When I came back second semester, I was a totally different person. I was finally myself again. I attended meetings and groups while I was home surrounded by people who went through the same thing I did. I was so nervous to go and planned on leaving after the first 5 minuets but I ended up staying the full hour. We sat in a big circle, introduced ourselves, and told our stories. I thought I was alone but in reality there are so many people going through things you would never even know. To this day the memories still haunt me. Quite frankly I don’t think they’re ever going to go away, but I can tell you they are just memories because they will never happen again. I look back at the memories in disbelief. Did I really know the true meaning of “love”? I always said no matter what nobody could ever take dance away from me but he did. I never wanted to go, I gave up, I lost my fire flame in my heart. All because I thought it was over. I thought this was gonna be the end. But it wasn't. I picked myself up and I am now better than I have ever been.

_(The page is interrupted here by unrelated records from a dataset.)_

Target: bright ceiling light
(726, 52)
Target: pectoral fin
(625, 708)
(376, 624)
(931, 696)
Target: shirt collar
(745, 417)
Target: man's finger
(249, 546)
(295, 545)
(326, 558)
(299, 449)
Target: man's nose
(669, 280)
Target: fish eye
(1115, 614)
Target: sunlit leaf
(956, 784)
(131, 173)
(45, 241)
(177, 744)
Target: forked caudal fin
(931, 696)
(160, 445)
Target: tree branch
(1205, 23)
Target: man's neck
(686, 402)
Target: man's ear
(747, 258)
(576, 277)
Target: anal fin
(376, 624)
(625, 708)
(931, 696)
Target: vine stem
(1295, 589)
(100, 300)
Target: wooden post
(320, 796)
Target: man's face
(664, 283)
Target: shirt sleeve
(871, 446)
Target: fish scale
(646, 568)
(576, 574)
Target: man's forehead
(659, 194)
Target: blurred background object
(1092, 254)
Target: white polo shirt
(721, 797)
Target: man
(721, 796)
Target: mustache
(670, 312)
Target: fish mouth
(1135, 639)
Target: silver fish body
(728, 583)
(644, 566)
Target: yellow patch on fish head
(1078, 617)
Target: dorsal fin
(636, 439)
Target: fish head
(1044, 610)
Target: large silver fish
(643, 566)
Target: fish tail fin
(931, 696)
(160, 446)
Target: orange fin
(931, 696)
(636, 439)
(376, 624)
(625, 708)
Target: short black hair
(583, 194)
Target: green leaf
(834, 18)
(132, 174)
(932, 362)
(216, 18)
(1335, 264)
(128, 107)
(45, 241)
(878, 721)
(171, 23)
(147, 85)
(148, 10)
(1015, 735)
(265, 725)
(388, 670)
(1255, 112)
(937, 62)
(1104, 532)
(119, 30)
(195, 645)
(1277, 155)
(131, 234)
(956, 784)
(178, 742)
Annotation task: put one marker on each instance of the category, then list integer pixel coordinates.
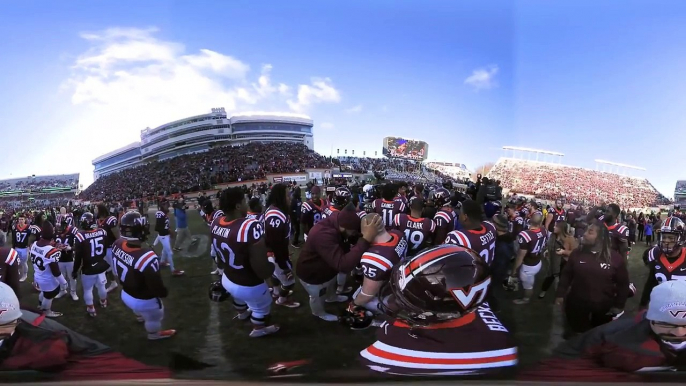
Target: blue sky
(591, 81)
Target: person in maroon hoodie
(326, 253)
(594, 284)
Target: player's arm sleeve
(566, 277)
(622, 281)
(329, 248)
(78, 258)
(159, 223)
(651, 282)
(54, 266)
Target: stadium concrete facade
(202, 132)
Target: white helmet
(9, 305)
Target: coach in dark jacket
(296, 210)
(327, 252)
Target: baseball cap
(9, 305)
(668, 303)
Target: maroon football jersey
(475, 344)
(311, 213)
(417, 231)
(232, 240)
(533, 241)
(445, 223)
(664, 269)
(380, 258)
(9, 268)
(108, 224)
(138, 270)
(619, 235)
(558, 215)
(387, 210)
(481, 241)
(90, 250)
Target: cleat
(258, 332)
(337, 299)
(52, 314)
(164, 334)
(287, 303)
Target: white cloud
(483, 78)
(355, 109)
(130, 78)
(320, 91)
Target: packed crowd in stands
(39, 182)
(583, 186)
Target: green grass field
(207, 331)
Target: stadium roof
(532, 150)
(600, 161)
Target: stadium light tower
(533, 154)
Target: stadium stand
(200, 171)
(583, 186)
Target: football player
(441, 324)
(667, 260)
(555, 215)
(418, 230)
(532, 243)
(210, 214)
(445, 215)
(138, 270)
(21, 233)
(109, 223)
(277, 227)
(386, 207)
(91, 260)
(9, 268)
(242, 253)
(64, 241)
(163, 237)
(46, 270)
(476, 235)
(387, 250)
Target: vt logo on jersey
(474, 295)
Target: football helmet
(671, 226)
(217, 292)
(441, 197)
(87, 221)
(341, 197)
(439, 284)
(133, 226)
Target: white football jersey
(42, 257)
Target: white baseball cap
(9, 305)
(668, 303)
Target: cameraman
(182, 231)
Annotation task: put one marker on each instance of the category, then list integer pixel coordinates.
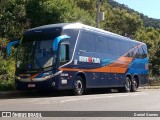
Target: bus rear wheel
(78, 88)
(134, 85)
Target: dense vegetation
(18, 15)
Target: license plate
(31, 85)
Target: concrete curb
(9, 93)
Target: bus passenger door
(63, 53)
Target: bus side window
(64, 53)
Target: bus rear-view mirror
(10, 44)
(57, 40)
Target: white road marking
(101, 97)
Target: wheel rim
(79, 86)
(128, 84)
(135, 85)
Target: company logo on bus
(89, 59)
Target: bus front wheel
(127, 85)
(134, 85)
(78, 88)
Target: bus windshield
(35, 55)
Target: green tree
(13, 19)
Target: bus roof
(79, 26)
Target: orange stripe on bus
(119, 66)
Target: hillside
(148, 22)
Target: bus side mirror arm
(10, 45)
(57, 41)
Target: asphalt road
(143, 100)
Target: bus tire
(127, 85)
(134, 85)
(78, 88)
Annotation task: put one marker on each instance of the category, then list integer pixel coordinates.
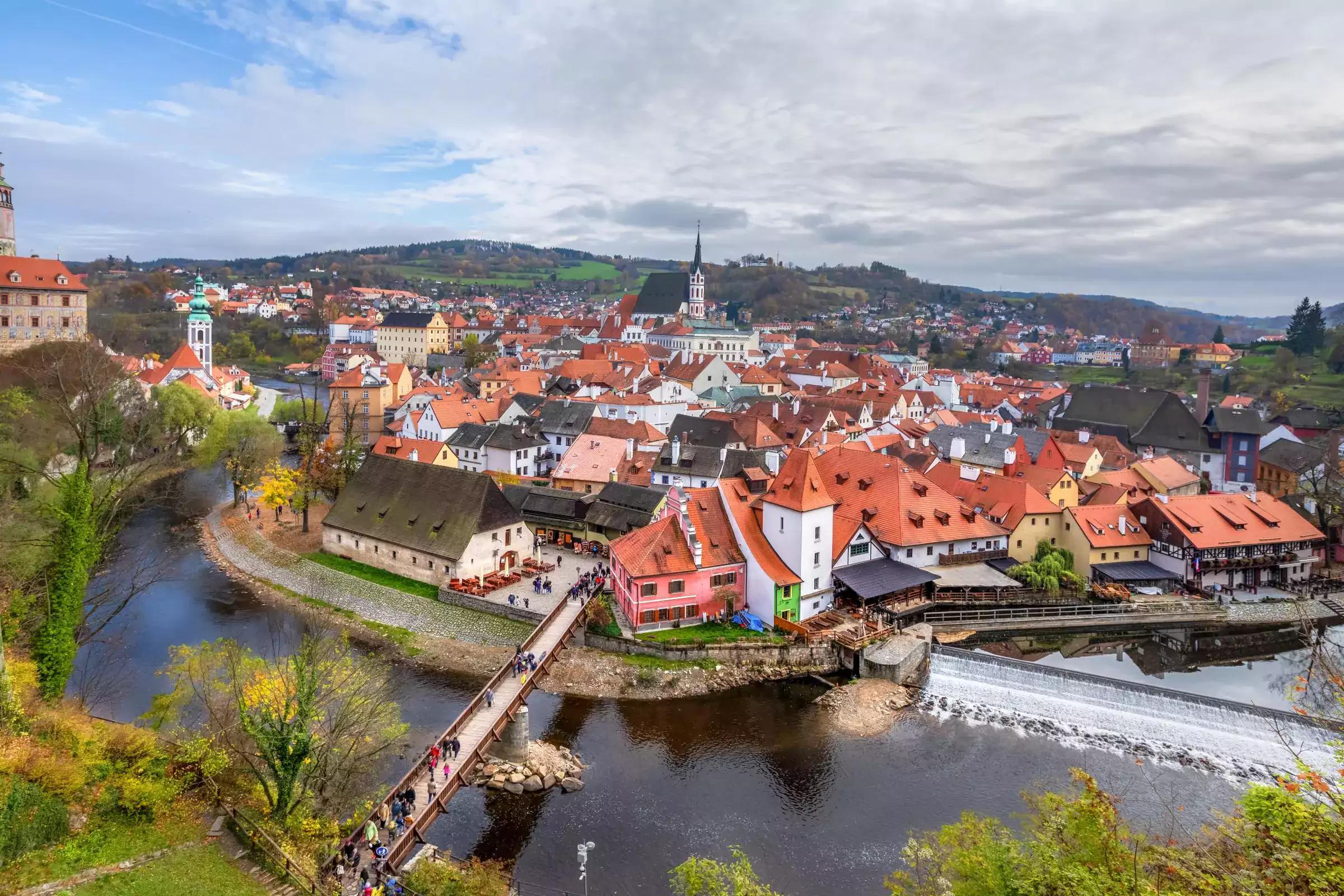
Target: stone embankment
(546, 766)
(866, 707)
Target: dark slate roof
(1311, 418)
(1133, 571)
(704, 461)
(1034, 440)
(479, 436)
(469, 436)
(1135, 417)
(979, 452)
(1292, 456)
(418, 320)
(699, 430)
(1231, 419)
(878, 578)
(637, 497)
(565, 421)
(565, 344)
(422, 507)
(663, 295)
(529, 402)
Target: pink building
(684, 566)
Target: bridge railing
(451, 786)
(1074, 612)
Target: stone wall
(729, 655)
(394, 558)
(482, 605)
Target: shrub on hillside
(30, 817)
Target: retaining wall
(729, 655)
(480, 605)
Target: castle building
(41, 301)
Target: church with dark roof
(671, 295)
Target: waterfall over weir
(1090, 711)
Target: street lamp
(584, 851)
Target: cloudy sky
(1183, 151)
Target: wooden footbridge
(476, 727)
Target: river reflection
(757, 767)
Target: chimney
(1202, 401)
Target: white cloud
(169, 108)
(29, 99)
(1173, 151)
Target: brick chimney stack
(1202, 395)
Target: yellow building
(410, 338)
(41, 301)
(365, 395)
(1105, 534)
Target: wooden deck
(475, 729)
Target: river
(756, 767)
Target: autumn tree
(246, 445)
(308, 730)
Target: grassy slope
(104, 843)
(375, 575)
(200, 871)
(709, 633)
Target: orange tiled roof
(1221, 520)
(1101, 526)
(738, 500)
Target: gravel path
(259, 558)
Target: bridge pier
(515, 736)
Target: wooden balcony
(971, 557)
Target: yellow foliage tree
(277, 488)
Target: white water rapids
(1089, 711)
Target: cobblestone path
(261, 559)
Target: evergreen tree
(1299, 338)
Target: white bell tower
(697, 281)
(200, 327)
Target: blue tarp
(749, 621)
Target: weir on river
(1092, 711)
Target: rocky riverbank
(866, 707)
(548, 766)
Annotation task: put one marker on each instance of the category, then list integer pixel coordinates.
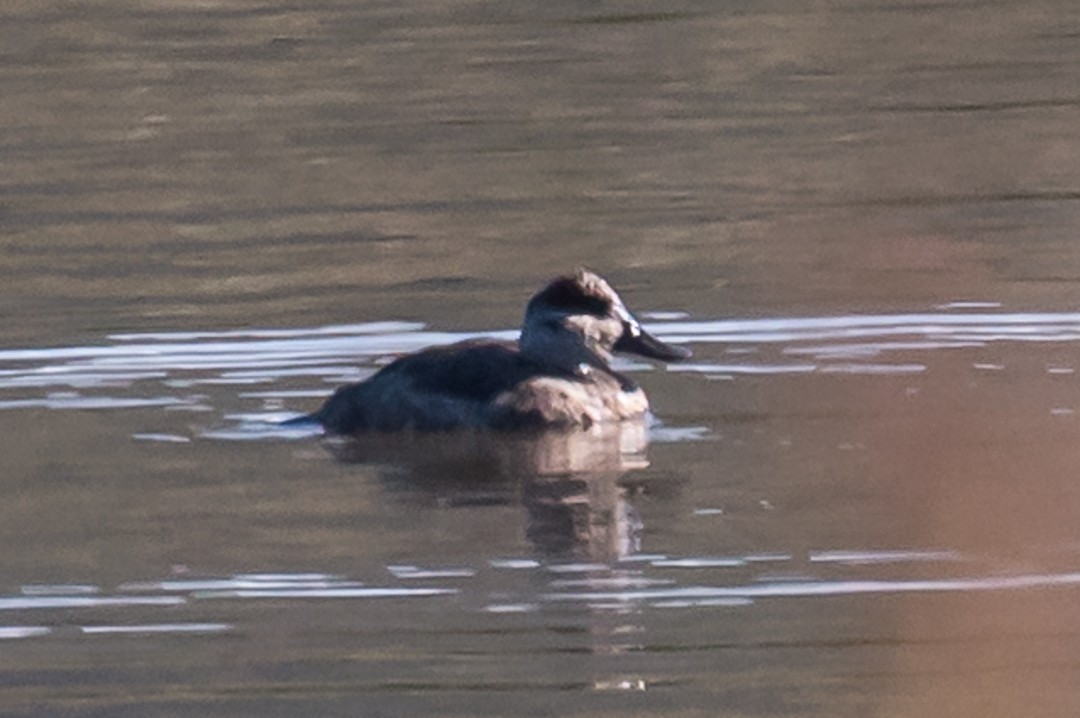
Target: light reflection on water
(594, 546)
(329, 355)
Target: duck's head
(579, 321)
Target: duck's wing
(436, 389)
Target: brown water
(860, 498)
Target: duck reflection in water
(572, 484)
(559, 427)
(557, 376)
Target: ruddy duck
(557, 375)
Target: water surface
(859, 497)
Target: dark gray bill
(636, 340)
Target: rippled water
(858, 499)
(809, 499)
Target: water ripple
(851, 343)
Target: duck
(557, 375)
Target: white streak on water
(158, 628)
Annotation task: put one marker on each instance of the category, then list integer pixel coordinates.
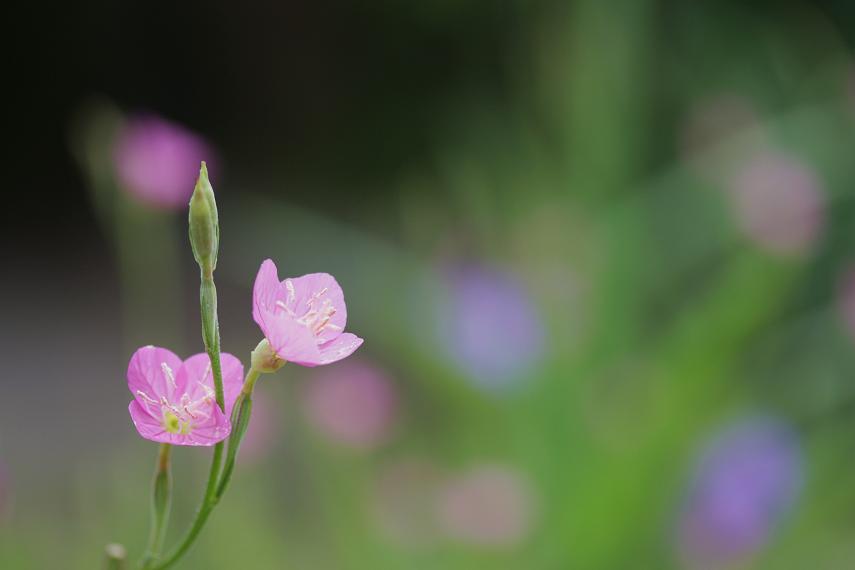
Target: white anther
(146, 397)
(167, 371)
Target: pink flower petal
(342, 347)
(149, 372)
(318, 289)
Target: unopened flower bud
(204, 224)
(265, 360)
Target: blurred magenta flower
(847, 301)
(779, 203)
(718, 133)
(353, 404)
(714, 119)
(5, 492)
(489, 325)
(490, 505)
(157, 160)
(746, 480)
(174, 401)
(303, 318)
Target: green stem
(208, 504)
(240, 421)
(161, 500)
(214, 491)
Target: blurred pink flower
(174, 400)
(303, 318)
(746, 480)
(779, 203)
(490, 505)
(158, 161)
(262, 433)
(405, 493)
(847, 301)
(353, 404)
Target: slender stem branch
(161, 499)
(240, 421)
(218, 480)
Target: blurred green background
(602, 255)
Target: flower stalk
(161, 502)
(204, 230)
(240, 422)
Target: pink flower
(174, 401)
(779, 204)
(302, 318)
(490, 505)
(157, 160)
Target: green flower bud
(264, 360)
(116, 557)
(204, 224)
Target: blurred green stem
(161, 500)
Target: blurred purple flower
(353, 404)
(303, 318)
(4, 492)
(779, 203)
(489, 505)
(489, 325)
(746, 480)
(847, 301)
(158, 161)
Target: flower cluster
(205, 399)
(303, 320)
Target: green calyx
(204, 223)
(265, 360)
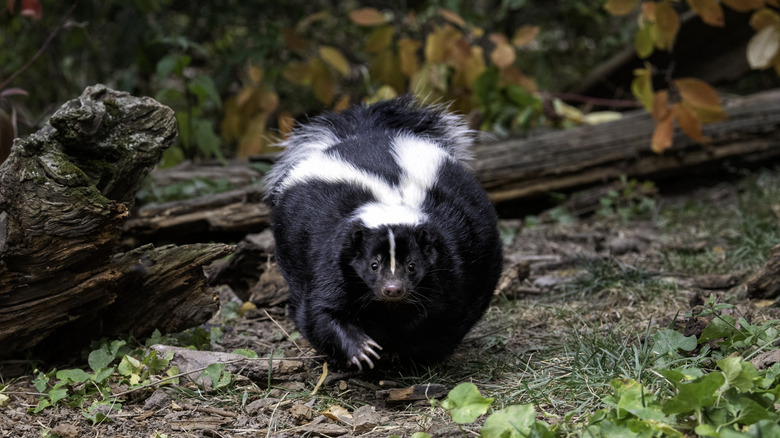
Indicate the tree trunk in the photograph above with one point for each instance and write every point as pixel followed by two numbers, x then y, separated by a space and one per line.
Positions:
pixel 597 154
pixel 65 193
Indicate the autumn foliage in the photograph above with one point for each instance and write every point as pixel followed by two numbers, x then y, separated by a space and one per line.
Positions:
pixel 689 101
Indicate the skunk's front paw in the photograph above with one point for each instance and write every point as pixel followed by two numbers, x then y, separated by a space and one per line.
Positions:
pixel 364 352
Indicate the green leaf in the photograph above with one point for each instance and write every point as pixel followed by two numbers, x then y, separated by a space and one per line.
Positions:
pixel 695 395
pixel 129 366
pixel 245 352
pixel 668 341
pixel 213 372
pixel 511 422
pixel 73 376
pixel 465 403
pixel 172 64
pixel 56 395
pixel 720 327
pixel 100 359
pixel 203 87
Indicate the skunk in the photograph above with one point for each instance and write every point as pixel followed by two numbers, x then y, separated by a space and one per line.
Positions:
pixel 385 238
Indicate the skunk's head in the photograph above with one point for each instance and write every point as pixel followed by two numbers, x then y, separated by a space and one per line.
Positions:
pixel 392 260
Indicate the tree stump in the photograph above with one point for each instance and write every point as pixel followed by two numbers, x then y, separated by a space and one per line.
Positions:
pixel 65 194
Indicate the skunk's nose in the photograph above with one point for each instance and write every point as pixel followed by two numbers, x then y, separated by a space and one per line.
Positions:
pixel 393 289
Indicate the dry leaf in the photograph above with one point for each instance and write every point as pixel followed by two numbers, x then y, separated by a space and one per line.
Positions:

I'm going into my second year of college at the University of Hartford. I'm also Captain of the Dance Team and teach at a local dance studio in Farmington, Connecticut. I brought back the happiness I needed in my life and I'm finally bringing myself back, The real Sam Graviano. I want to tell young girls and guys that it is going to be okay and we all need to stand up and make a difference. Share our stories and maybe they'll touch the lives of at least one person. Dance saved me from everything I had lost and everything I became, that I never wanted to be. Dance will forever have a special place in my heart and dance will forever be a part of me.